ほとんど語らず、ボソボソと曲名だけをアナウンスするさま、それも実にキマっていた。
残念ながら、生のバルネを観たのは後にも先にもその一回きりになってしまったが、その男伊達ぶりは、しっかりと筆者のまぶたに焼き付けられたのである。
さて、この一枚、ジャズCDとしては異例の好セールスを記録、まさに日本にバルネ・ブームをもたらした切っ掛けとなったわけだが、今聴いてみても実に見事な出来ばえだ。
タイトル(邦題は「ふらんす物語」)が示すように、おもにフランス映画で流れたジャズ系のナンバーを中心に選曲してある。
トップの「男と女」はもちろん、クロード・ルルーシュ監督作品の主題歌。
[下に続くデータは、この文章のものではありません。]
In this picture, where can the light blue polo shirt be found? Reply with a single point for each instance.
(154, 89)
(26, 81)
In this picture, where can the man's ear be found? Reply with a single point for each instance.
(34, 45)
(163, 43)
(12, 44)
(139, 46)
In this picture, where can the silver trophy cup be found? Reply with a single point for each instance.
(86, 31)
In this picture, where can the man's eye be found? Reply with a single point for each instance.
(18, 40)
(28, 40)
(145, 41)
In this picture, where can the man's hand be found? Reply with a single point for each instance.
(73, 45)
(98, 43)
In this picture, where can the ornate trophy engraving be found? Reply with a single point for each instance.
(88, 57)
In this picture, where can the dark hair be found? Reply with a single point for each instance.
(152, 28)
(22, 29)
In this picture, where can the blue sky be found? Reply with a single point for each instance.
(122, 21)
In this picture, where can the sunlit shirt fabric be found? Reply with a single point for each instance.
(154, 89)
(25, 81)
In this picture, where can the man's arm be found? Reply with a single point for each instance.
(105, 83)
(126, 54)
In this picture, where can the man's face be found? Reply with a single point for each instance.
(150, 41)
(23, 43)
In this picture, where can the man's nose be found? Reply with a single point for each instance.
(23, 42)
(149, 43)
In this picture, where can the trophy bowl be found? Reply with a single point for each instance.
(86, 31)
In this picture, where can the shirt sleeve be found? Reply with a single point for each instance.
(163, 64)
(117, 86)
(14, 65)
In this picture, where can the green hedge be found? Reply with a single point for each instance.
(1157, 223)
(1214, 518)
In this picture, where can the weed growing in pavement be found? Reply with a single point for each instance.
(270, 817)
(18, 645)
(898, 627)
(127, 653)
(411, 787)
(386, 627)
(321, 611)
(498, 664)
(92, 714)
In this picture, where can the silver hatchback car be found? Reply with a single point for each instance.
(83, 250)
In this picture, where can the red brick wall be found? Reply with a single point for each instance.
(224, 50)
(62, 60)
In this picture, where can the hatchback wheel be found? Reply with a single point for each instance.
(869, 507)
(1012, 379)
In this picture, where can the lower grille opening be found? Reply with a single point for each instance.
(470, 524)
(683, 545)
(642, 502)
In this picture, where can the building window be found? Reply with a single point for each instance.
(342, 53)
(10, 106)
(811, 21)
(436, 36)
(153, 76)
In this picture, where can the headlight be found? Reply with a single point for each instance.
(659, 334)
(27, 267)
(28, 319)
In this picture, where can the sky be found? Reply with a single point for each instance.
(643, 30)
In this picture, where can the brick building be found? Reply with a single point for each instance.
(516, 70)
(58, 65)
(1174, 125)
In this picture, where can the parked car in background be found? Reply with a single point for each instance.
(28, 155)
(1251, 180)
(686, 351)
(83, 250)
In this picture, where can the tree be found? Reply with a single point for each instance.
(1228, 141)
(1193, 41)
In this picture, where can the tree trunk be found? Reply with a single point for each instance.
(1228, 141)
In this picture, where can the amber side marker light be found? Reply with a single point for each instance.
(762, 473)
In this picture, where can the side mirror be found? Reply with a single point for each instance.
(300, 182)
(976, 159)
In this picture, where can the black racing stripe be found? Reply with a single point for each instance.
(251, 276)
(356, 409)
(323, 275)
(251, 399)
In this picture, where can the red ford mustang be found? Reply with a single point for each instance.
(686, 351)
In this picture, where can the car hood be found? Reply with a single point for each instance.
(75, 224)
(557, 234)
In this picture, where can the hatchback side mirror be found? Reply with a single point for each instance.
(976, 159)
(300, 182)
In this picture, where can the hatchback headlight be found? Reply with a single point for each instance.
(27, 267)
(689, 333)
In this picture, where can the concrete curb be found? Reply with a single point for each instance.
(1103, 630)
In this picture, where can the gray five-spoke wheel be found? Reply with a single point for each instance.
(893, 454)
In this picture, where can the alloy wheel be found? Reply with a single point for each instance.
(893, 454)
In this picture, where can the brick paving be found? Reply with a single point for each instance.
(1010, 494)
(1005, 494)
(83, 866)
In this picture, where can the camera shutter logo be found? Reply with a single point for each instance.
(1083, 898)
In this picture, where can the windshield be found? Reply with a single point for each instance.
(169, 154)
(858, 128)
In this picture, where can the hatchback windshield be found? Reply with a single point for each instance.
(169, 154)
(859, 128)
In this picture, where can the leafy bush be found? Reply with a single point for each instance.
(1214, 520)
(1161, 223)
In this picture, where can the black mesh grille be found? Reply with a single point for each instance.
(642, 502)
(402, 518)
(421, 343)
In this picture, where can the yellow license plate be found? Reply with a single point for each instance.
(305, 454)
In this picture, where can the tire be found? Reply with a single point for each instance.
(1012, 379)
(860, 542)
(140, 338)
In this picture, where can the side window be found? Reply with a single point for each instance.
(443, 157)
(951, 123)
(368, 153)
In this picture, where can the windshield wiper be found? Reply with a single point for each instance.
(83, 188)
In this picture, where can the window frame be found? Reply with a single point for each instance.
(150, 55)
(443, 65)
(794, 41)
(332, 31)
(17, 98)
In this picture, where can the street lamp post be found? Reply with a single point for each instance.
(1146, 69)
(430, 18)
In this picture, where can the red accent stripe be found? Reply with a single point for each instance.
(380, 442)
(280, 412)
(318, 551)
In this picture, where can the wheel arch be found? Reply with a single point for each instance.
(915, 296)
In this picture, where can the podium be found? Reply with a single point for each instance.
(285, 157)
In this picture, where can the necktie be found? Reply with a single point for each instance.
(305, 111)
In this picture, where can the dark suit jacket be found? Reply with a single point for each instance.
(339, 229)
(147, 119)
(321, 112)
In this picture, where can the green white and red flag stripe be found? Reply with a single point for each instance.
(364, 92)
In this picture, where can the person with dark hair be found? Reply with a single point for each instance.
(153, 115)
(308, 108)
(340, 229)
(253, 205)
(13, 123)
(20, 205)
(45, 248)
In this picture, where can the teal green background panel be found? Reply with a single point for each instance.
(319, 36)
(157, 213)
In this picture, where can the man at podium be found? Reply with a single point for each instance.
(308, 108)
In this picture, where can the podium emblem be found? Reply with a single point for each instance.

フランシス・レイのペンによる名曲だ。
オリジナルのインストやピエール・バルーによる歌ヴァージョンも素晴らしいが、このバルネ版も最高の雰囲気。
バルネのテナーが、抑え目のトーンでおなじみのテーマを吹き出すや、そこはもうフレンチ・シネマの世界だ。
ワン・フレーズで、これだけリスナーを惹き付けるとは、まさに天才の業だな。
また、バルネと同じくらい、いい仕事をしているのが、ピアノのマル・ウォルドロン。
この人のやや控え目というか、沈んだ調子のトーンが何ともいい。
「オレがオレが」的に前に出まくるピアノではなく、あくまでもコンボ全体のアンサンブルを重視した演奏、さすが稀代の職人ピアニストである。
続く「死刑台のエレベーター」は、ルイ・マル監督の出世作であり、またバルネ自身の名前を全世界に知らしめることとなった同題映画のテーマ曲。
バルネはここでは、テナーをソプラノ・サックスに持ち替えて、オリジナルではマイルス・デイヴィスのトランペットによって奏でられた主題を吹く。
その気だるく、物憂いトーンは、ブルースそのものだ。
再びテナーに戻って演奏するのは「シェルブールの雨傘」。フレンチ・ジャズ界を代表する作曲家、アレンジャーにしてピアニスト、ミシェル・ルグランの作品。ジャック・ドゥミ監督による映画の主題曲だ。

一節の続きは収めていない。